Cela vous surprendra sans doute, mais personne ne m’avait jamais embrassée – réellement embrassée. Le général Tottori avait parfois pressé ses lèvres contre les miennes, à l’époque où il était mon danna. Mais il faisait cela sans passion. Même Yasuda Akira – l’homme qui m’avait offert un kimono et que j’avais débauché, un soir, à la maison de thé Tatematsu – m’avait embrassée une douzaine de fois le visage et le cou, mais jamais les lèvres. Aussi ce baiser, le premier de ma vie, me donna-t-il une impression d’extrême intimité. Le président me donnait quelque chose qu’aucun homme ne m’avait donné. Sa langue avait un goût étonnant, un goût fruité, je sentis mes épaules mollir, mon ventre frémir. Curieusement, ce baiser évoqua pour moi plusieurs scènes : la vapeur qui s’élevait de l’autocuiseur quand la cuisinière soulevait le couvercle, dans notre okiya ; cette petite ruelle de Pontocho remplie de fans, le soir où Kichisaburo donna son dernier spectacle de Kabuki. Sans doute aurais-je pu voir d’autres images : une digue avait sauté dans mon esprit, libérant des souvenirs enfouis. Le président s’écarta légèrement de moi, laissant une main sur mon cou. Il était si près ! Je voyais de la salive briller sur sa lèvre, je sentais l’odeur de notre baiser.
— Pourquoi, président ? fis-je.
— Que voulez-vous savoir ?
— Pourquoi m’avez-vous embrassée ? Vous prétendiez laisser l’avantage à Nobu.
— Nobu a renoncé à vous, Sayuri. Je ne lui ai rien pris.

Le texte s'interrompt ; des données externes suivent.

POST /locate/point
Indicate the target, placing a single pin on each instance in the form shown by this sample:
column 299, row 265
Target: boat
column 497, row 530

J’étais émue. Je ne comprenais plus.
— Quand je vous ai surprise avec le ministre, vous aviez ce même regard que vingt ans auparavant, au bord de la rivière Shirakawa, poursuivit-il. Vous aviez l’air désespéré, vous paraissiez sur le point de vous noyer. Pumpkin m’a dit que vous aviez organisé ce petit aparté à l’intention de mon associé. J’ai alors décidé de tout raconter à Nobu. Il a eu une réaction tellement violente ! Je me suis dit que cet homme ne vous méritait pas, s’il n’était pas capable de vous pardonner.
*
* *
Quand j’avais cinq ou six ans, à Yoroido, un gamin nommé Gisuke grimpa dans un arbre, au bord de la mare – avec l’idée de sauter dans l’eau. Il grimpa trop haut. Nous lui dîmes de ne pas sauter, mais il eut peur de redescendre – il y avait des rochers, sous l’arbre. Je courus au village chercher son père, M. Yamashita. Il me suivit. Il monta la colline très lentement – je me demandai s’il réalisait le danger que courait son fils. Il arriva sous l’arbre au moment où le petit garçon – qui ignorait que son père était là – lâcha prise et tomba. M. Yamashita le rattrapa aisément, comme si on lui avait lancé un ballon léger. Il remit Gisuke sur ses pieds. Nous avions tous crié de joie. Gisuke cligna les yeux. De petites larmes d’étonnement perlèrent sur ses cils.
Je comprenais à présent ce que Gisuke avait dû ressentir. J’allais m’écraser sur les rochers. Le président avait tendu les bras et m’avait rattrapée. Quel soulagement ! À travers mes larmes, je vis le président se pencher vers moi. Il me serra dans ses bras. Il posa ses lèvres sur le petit triangle de chair, au creux de mon décolleté. Je sentis son souffle sur mon cou, l’impatience de son désir. Je me souvins d’une scène, à l’okiya, des années plus tôt. J’étais entrée dans la cuisine et j’avais surpris une servante, penchée sur l’évier : elle tentait de dissimuler la poire qu’elle portait à sa bouche et dont le jus coulait dans son cou. Une envie irrésistible, m’avait-elle expliqué. Puis elle m’avait suppliée de n’en rien dire à Mère.